GEOG 1104 | World Regional Geography | Credits: 3
Students learn and apply geographic skills in the analysis of selected world regions. The course examines the diversity of cultures, physical patterns, environmental issues and political/economic challenges facing such areas. Emphasis is on analyzing issues at the regional scale and their importance in global context.
GEOG 1108 | Cultural Geography | Credits: 3
Geographic analysis of the population mosaic. Foster an appreciation for human diversity while examining ethnicity, language, religion, population, economics, politics, health and inequality from a geographic perspective. Students learn to interpret cultural landscapes developed over time from the interrelationships between people and their natural environment.
GEOG 1201 | Map Use, Analysis & Interpretation | Credits: 3
Students learn the principles governing mapping systems and how to research, interpret and utilize maps. Students analyze and interpret both thematic and topographic maps to discern physical, cultural, economic, political and environmental patterns. Mapping capabilities of geospatial technologies (GPS, GIS, Remote Sensing) are introduced.
GEOG 1204 | Principles of GIS | Credits: 3
This course examines principles, capabilities and limitations of GIS. Students independently apply GIS software to analyze selected natural resources, forestry, environmental, social, economic and/or physical issues and complete a self-directed spatial analysis project. Applications and ethical implications of using GIS software are discussed.
GEOG 1206 | Cartography | Credits: 3
This course focuses on concepts and techniques in Cartography, and the design and preparation of maps using GIS software. Ethics, statistical analysis, data measurement levels, classification, conceptual and cartographic generalization, symbolization/visualization are addressed through the construction of a variety of quantitative and qualitative thematic maps.
GEOG 1300 | Weather & Climate | Credits: 3
Meteorology is a broad based course that explains the spatial distribution of the Earth’s dynamic systems such as atmosphere, weather, and climate. Attention is given to investigating the interactions between humans and this environment in the areas of global warming, acid deposition, El Nino/Southern Oscillation, natural disasters, ozone depletion, monsoon geography, and their impacts to global hydrologic cycles, soils and terrestrial biomes.
GEOG 2104 | Modeling Techniques in GIS | Credits: 3
Students apply modeling techniques to address cross discipline scenarios using vector/raster data structures. Self-directed projects are completed involving advanced geoprocessing, surface modeling, networks, geo-coding or equivalent. External models are used in conjunction with GIS software. Sensitivity analyses are conducted and modeling alternatives critically analyzed.
GEOG 2107 | Remote Sensing | Credits: 3
Students learn the principles of remote sensing and digital image processing to provide background for utilizing remotely sensed imagery with GIS software. Methods of image acquisition, photogrammetry, classification, interpretation and accuracy assessment are addressed.

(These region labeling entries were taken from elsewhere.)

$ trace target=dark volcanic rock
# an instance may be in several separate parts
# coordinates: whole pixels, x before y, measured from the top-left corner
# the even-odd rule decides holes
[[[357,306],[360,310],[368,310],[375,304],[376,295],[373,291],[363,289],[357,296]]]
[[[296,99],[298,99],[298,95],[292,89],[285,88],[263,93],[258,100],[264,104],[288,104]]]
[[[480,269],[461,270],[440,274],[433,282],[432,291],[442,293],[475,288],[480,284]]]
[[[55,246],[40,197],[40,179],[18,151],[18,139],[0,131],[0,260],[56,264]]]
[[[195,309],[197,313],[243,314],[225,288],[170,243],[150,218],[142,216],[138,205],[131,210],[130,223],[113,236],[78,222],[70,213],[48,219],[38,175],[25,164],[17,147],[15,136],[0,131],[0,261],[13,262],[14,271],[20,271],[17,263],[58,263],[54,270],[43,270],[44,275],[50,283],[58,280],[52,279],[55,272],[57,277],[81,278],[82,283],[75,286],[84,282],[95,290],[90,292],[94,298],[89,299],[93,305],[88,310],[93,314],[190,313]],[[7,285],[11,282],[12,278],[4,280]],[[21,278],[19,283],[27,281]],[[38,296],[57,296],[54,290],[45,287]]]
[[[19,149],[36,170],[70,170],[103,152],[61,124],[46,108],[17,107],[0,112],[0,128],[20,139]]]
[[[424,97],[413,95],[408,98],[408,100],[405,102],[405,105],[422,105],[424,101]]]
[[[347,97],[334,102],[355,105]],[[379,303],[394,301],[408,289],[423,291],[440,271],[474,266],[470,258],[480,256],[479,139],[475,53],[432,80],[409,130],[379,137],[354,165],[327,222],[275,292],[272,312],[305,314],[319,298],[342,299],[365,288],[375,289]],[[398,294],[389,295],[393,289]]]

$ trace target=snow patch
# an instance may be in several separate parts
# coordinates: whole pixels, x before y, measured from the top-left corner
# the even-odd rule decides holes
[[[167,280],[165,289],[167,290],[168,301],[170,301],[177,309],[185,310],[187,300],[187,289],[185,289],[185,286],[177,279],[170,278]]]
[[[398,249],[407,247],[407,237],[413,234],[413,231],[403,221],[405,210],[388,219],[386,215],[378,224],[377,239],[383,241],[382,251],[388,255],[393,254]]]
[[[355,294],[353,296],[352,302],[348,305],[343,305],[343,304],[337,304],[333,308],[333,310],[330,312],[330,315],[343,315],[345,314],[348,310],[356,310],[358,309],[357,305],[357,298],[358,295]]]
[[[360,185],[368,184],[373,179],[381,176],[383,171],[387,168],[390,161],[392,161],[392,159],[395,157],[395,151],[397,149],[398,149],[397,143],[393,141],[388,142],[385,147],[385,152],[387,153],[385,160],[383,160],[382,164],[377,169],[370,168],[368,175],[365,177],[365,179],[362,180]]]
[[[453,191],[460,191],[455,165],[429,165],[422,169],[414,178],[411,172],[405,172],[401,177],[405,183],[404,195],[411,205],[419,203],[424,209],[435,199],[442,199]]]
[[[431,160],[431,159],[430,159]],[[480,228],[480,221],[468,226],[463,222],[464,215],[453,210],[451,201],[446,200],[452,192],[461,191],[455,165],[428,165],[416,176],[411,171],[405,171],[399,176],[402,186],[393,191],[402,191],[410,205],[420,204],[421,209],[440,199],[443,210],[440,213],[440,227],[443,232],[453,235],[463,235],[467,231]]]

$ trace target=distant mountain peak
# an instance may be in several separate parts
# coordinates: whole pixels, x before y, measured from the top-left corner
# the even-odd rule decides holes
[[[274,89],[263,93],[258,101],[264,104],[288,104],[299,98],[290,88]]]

Imagery from a variety of passive and active sensors is analyzed.
GEOG 2201 | Internship | Credits: 1-3
The internship provides students with up to 135 hours of on-the-job experience in geospatial technologies. With input from the internship coordinator, the site supervisor organizes a schedule for the student, which allows a variety of tasks to be performed. Upon completion, the student will have had the opportunity to apply the knowledge learned in the program & to gain a perspective of the various aspects of geospatial technologies.